The Labor Department said Thursday the number of U.S. workers applying for jobless benefits last week rose by more than economists had expected. Elsewhere, the Conference Board said its index of leading economic indicators posted an unexpected fall in March, as consumers turned gloomy on the economic outlook. The index declined 0.1% in March, its first fall since August, and counter to an expected 0.2% rise recorded in a survey of economists by Dow Jones Newswires.

U.S. gasoline demand dropped to a one-month low and was the lowest for the second week in April in 16 years, government data released on Thursday show. Demand of 8.383 million barrels a day last week was nearly 400,000 barrels a day below the year-earlier level.

The Energy Information Administration forecasted last week that gains in fuel-efficient vehicles will trim spring-summer driving season demand this year to a 12-year low of 8.877 million barrels a day.

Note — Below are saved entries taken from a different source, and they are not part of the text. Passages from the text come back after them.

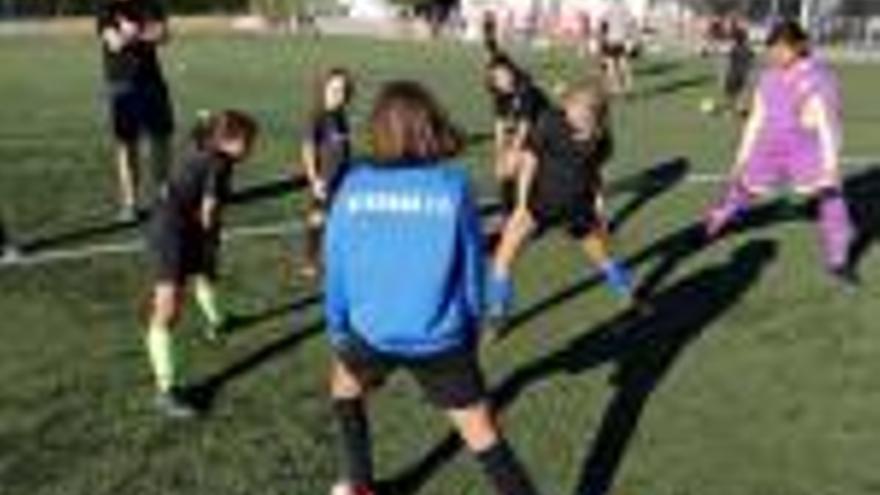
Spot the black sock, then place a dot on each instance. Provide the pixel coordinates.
(505, 471)
(354, 430)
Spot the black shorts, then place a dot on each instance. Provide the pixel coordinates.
(451, 380)
(577, 214)
(179, 254)
(614, 50)
(138, 109)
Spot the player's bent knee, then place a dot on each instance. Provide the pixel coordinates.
(345, 384)
(166, 303)
(476, 425)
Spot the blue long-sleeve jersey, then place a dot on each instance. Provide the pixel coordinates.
(404, 260)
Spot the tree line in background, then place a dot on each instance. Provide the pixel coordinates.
(270, 8)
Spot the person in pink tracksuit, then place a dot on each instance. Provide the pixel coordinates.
(793, 139)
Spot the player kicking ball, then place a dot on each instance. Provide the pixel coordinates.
(560, 185)
(517, 103)
(403, 287)
(792, 138)
(184, 242)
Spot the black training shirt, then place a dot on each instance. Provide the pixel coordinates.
(329, 133)
(205, 175)
(137, 61)
(525, 104)
(567, 168)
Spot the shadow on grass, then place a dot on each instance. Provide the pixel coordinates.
(656, 69)
(863, 198)
(676, 86)
(101, 227)
(646, 186)
(643, 348)
(205, 392)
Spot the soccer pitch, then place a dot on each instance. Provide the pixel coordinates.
(755, 376)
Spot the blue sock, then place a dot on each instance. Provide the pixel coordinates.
(618, 278)
(500, 295)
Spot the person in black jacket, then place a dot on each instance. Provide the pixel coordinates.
(131, 32)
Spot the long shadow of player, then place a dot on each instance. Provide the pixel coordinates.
(657, 69)
(676, 86)
(644, 349)
(863, 198)
(205, 392)
(645, 186)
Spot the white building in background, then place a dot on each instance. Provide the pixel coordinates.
(555, 15)
(368, 9)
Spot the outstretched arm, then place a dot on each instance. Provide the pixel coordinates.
(817, 116)
(751, 131)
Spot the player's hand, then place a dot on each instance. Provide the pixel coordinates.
(129, 30)
(319, 190)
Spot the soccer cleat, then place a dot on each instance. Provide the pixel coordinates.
(349, 489)
(310, 272)
(128, 214)
(172, 404)
(214, 333)
(10, 255)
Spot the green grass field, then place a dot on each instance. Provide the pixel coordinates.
(756, 376)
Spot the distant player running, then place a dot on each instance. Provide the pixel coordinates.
(737, 70)
(326, 151)
(130, 32)
(793, 138)
(616, 40)
(518, 103)
(404, 286)
(560, 185)
(184, 242)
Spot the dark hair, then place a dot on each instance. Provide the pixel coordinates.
(501, 61)
(320, 87)
(213, 127)
(789, 32)
(407, 123)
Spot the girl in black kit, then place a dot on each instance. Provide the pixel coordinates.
(518, 103)
(184, 242)
(326, 150)
(130, 32)
(560, 185)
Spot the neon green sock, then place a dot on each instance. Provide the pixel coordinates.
(163, 359)
(206, 297)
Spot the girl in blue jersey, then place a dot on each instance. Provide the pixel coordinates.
(403, 286)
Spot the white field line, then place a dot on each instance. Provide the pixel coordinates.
(82, 253)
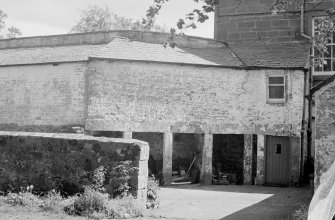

Nymex May reformulated gasoline blendstock futures posted the first gain after falling 12%, or 37.25 cents in five of the previous six sessions to a three-month low. The contract settled up 2.65 cents, or 1%, Thursday, at $2.7555 a gallon.

Nymex May heating oil futures settled 4.45 cents, or 1.6%, higher, at $2.7791 a gallon. Prices fell 7.7% over the previous six days to the lowest level since July 2012.